The paper tackles the problem of markerless, image-based robot pose estimation by proposing a monocular SE(3) diffusion framework that formulates it as a conditional denoising diffusion process, achieving a 32.3% gain over state-of-the-art with an AUC of 66.75 on a challenging dataset.

We propose MonoSE(3)-Diffusion, a monocular SE(3) diffusion framework that formulates markerless, image-based robot pose estimation as a conditional denoising diffusion process. The framework consists of two processes: a visibility-constrained diffusion process for diverse pose augmentation and a timestep-aware reverse process for progressive pose refinement. The diffusion process progressively perturbs ground-truth poses to noisy transformations for training a pose denoising network.
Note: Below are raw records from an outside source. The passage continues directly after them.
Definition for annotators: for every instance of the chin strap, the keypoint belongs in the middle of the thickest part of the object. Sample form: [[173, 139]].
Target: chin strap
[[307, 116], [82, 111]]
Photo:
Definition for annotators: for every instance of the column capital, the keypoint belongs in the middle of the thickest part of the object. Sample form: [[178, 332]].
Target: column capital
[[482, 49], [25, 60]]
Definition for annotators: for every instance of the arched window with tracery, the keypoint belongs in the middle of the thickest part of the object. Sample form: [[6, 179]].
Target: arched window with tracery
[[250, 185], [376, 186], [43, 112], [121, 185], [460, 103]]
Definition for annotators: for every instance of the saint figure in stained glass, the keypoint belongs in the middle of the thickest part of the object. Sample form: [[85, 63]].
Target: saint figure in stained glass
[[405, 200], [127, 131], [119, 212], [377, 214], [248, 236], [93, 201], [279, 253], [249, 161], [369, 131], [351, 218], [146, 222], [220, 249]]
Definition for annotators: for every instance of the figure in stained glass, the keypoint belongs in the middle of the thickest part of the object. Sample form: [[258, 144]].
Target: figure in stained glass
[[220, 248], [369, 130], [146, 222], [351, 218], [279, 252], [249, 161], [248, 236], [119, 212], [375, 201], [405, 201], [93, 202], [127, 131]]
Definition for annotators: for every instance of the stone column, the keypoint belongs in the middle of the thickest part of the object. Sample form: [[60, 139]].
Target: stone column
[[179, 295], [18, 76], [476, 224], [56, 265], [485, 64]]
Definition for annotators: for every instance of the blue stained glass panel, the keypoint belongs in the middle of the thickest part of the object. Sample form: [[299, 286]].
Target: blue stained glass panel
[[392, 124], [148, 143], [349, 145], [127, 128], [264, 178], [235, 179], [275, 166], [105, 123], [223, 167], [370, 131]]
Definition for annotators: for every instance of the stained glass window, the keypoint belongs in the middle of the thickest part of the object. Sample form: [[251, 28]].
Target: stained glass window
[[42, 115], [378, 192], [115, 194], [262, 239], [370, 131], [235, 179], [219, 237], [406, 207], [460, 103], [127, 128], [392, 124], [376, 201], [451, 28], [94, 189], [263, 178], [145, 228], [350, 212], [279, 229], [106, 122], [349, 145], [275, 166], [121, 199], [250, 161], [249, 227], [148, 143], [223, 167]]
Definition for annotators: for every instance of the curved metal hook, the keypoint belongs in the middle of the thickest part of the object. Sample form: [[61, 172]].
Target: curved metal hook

Importantly, we integrate visibility constraints into the process, ensuring the transformations remain within the camera field of view. Compared to the fixed-scale perturbations used in current methods, the diffusion process generates in-view and diverse training poses, thereby improving the network generalization capability. Furthermore, the reverse process iteratively predicts the poses by the denoising network and refines pose estimates by sampling from the diffusion posterior of current timestep, following a scheduled coarse-to-fine procedure. Moreover, the timestep indicates the transformation scales, which guide the denoising network to achieve more accurate pose predictions. The reverse process demonstrates higher robustness than direct prediction, benefiting from its timestep-aware refinement scheme. Our approach demonstrates improvements across two benchmarks (DREAM and RoboKeyGen), achieving a notable AUC of 66.75 on the most challenging dataset, representing a 32.3% gain over the state-of-the-art.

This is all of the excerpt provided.